Persistent, source-linked project memory for coding agents. Local JSONL store. BM25 retrieval. Git-aware — post-merge hook keeps memory in sync when teammates push. No embeddings, no MCP, no SaaS. Apache 2.0.

Your CLAUDE.md / AGENTS.md / .cursor/rules/ are static. Your repo isn't. agmem indexes your code (Terraform, Python, Markdown, Go), extracts glossary aliases automatically, and answers task-relevant queries in ~50ms with source hashes you can verify.

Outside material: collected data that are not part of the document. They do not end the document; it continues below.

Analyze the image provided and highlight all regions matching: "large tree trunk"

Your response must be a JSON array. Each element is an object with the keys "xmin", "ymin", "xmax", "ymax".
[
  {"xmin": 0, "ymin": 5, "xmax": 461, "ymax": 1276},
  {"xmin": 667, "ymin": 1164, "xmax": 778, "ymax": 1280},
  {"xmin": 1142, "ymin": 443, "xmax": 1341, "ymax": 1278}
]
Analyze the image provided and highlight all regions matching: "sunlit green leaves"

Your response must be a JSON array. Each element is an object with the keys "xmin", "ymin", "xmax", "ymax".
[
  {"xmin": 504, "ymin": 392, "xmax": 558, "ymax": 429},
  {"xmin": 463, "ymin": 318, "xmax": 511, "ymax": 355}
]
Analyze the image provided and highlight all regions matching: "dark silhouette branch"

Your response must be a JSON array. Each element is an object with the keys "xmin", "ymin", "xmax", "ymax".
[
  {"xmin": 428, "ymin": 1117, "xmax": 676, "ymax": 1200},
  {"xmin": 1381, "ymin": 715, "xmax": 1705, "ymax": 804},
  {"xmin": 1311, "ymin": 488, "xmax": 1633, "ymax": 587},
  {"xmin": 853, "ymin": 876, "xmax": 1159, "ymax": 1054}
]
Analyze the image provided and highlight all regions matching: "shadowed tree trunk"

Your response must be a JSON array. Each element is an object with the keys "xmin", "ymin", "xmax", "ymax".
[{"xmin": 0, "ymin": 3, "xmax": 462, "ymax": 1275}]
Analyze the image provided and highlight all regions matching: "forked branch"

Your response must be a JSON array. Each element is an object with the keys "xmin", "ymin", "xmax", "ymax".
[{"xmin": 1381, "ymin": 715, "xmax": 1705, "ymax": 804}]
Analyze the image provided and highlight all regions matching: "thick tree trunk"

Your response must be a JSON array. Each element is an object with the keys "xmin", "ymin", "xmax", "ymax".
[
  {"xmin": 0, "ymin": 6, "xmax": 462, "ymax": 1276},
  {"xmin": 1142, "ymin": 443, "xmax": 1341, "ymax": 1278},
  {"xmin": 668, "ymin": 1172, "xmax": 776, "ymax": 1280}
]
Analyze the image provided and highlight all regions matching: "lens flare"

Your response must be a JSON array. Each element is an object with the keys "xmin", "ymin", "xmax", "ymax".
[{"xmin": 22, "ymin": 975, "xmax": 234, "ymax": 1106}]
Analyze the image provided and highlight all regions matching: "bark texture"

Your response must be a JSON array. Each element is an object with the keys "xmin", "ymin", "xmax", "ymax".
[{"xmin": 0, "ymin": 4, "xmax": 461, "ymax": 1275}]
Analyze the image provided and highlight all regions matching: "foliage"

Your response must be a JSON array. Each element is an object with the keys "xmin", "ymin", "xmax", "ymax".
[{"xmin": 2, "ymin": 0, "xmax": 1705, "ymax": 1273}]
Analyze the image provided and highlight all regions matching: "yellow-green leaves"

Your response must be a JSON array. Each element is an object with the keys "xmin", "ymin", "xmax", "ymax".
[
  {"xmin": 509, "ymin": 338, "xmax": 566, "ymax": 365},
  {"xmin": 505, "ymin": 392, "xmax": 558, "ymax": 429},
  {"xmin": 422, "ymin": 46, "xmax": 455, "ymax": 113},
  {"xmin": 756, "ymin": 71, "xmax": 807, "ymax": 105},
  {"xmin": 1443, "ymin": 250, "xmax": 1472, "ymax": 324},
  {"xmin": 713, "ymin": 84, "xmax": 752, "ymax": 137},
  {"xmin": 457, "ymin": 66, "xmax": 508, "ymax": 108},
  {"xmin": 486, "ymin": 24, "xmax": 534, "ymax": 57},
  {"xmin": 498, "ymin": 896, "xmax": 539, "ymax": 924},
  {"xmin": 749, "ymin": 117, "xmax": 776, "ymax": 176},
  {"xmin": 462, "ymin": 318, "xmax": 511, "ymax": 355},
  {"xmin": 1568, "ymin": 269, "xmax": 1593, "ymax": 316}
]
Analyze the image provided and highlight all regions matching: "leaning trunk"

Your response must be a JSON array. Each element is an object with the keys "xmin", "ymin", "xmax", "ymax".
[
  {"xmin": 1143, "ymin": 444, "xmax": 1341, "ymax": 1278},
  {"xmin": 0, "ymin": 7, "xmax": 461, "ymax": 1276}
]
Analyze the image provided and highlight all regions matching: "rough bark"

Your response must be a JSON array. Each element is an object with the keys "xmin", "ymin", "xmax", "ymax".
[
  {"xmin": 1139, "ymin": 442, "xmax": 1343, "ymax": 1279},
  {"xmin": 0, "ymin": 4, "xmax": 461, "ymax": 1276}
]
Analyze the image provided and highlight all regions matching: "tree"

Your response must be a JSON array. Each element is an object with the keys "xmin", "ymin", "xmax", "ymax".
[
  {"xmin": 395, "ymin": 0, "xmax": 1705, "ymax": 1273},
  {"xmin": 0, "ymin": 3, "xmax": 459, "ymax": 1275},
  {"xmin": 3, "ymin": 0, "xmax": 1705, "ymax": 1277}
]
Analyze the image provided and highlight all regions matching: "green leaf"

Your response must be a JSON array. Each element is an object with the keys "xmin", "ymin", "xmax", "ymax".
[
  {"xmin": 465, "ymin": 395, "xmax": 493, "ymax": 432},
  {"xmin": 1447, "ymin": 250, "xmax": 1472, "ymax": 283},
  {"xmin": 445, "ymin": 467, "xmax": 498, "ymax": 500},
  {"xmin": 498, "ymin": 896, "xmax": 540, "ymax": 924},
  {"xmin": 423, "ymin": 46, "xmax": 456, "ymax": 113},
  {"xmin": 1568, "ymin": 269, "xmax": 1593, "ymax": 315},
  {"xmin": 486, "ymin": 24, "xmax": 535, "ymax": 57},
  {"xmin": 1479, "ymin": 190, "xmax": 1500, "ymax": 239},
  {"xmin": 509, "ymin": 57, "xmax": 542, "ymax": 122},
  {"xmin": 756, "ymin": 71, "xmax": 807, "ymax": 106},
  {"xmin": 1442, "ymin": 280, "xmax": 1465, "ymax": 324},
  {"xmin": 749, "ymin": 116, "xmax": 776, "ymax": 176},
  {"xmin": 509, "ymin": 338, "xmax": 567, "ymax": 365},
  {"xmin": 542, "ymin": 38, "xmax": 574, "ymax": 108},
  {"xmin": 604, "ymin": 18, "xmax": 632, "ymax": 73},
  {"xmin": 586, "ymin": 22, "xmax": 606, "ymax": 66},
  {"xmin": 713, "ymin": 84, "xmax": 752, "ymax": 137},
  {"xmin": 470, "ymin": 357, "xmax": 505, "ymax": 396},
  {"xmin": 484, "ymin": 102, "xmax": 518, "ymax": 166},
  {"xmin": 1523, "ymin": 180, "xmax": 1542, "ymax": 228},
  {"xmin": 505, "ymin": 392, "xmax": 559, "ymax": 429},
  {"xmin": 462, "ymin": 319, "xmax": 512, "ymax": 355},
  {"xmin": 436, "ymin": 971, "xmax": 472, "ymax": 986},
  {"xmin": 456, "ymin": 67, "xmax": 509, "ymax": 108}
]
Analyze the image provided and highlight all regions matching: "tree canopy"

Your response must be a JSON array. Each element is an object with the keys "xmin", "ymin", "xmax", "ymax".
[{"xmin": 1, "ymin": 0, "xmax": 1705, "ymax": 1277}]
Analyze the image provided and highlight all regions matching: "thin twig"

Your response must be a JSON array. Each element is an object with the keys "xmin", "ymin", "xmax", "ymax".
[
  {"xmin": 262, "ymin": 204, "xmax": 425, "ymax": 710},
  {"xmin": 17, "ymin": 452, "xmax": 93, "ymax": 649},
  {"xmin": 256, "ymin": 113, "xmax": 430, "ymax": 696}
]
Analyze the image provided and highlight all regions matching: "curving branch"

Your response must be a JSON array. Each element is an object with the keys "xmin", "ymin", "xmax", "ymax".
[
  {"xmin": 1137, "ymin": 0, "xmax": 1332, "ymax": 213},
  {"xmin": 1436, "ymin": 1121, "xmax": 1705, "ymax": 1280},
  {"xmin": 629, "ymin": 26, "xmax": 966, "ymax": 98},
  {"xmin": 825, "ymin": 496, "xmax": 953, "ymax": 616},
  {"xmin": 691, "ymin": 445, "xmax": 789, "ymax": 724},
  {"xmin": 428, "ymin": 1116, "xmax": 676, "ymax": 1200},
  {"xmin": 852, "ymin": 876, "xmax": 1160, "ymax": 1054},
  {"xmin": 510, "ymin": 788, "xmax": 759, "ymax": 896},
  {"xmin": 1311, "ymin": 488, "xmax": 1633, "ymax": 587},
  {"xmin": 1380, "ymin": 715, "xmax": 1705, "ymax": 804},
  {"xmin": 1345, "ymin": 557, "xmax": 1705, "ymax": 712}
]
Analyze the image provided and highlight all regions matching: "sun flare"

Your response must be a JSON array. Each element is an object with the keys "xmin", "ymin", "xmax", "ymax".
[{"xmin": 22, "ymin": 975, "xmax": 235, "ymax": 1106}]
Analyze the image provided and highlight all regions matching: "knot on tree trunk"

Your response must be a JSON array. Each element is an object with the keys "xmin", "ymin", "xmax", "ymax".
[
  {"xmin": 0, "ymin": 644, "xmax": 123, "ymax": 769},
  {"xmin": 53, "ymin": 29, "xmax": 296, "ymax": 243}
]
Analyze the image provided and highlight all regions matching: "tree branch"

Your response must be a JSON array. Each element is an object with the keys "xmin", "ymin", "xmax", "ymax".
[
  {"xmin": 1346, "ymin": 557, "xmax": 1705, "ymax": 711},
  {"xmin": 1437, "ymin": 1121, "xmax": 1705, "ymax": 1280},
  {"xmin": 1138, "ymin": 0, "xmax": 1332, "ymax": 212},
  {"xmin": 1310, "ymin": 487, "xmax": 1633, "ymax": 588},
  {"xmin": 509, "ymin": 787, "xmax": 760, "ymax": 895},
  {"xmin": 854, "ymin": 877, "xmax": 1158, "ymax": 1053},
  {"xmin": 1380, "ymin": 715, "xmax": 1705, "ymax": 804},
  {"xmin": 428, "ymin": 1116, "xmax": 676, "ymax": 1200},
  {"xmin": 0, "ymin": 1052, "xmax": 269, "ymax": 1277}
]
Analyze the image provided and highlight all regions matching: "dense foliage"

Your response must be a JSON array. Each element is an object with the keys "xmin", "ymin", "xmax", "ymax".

Works with Claude Code, Codex, opencode, Cursor, Aider — anything that runs a shell command. 60-second install:

# Alpha — not yet on PyPI under this name. Install from source:
uv tool install --from git+https://github.com/albedoweb/agmem agmem
# …or from a local clone:
git clone https://github.com/albedoweb/agmem && uv tool install --from ./agmem agmem

cd my-repo && agmem init && agmem index
agmem context "rds bastion ec2 instance"
# Context for: rds bastion ec2 instance

## Constraints
- For bastion hosts in front of AWS data services, prefer
  modules/aws/rds-bastion-ec2 over modules/ec2-instance (generic).
  Mirrors the prod-style pattern.
  (manual · 2026-04-21 · ref: terraform/rds/rds_bastion.tf)

## Facts
- Section "S3 module variables" of `services/s3.md` — s3_bucket_name,
  mandatory_tags, kms_deletion_window_in_days; module path: terraform/modules/aws/s3 […]
  (index · 2026-05-09 · ref: services/s3.md#s3-module-variables)

What it does

agmem index walks the repo (respecting .gitignore) and extracts:

  • Terraform resources, modules, variables, outputs
  • Python classes, top-level functions, FastAPI-style routes
  • Markdown sections (long docs split per H2) + PRD status

agmem context "<task>" returns task-relevant chunks ranked by BM25 + lexical aliases, grouped as Constraints / Facts / Patterns, each with source_ref and commit. Hand the markdown to your agent.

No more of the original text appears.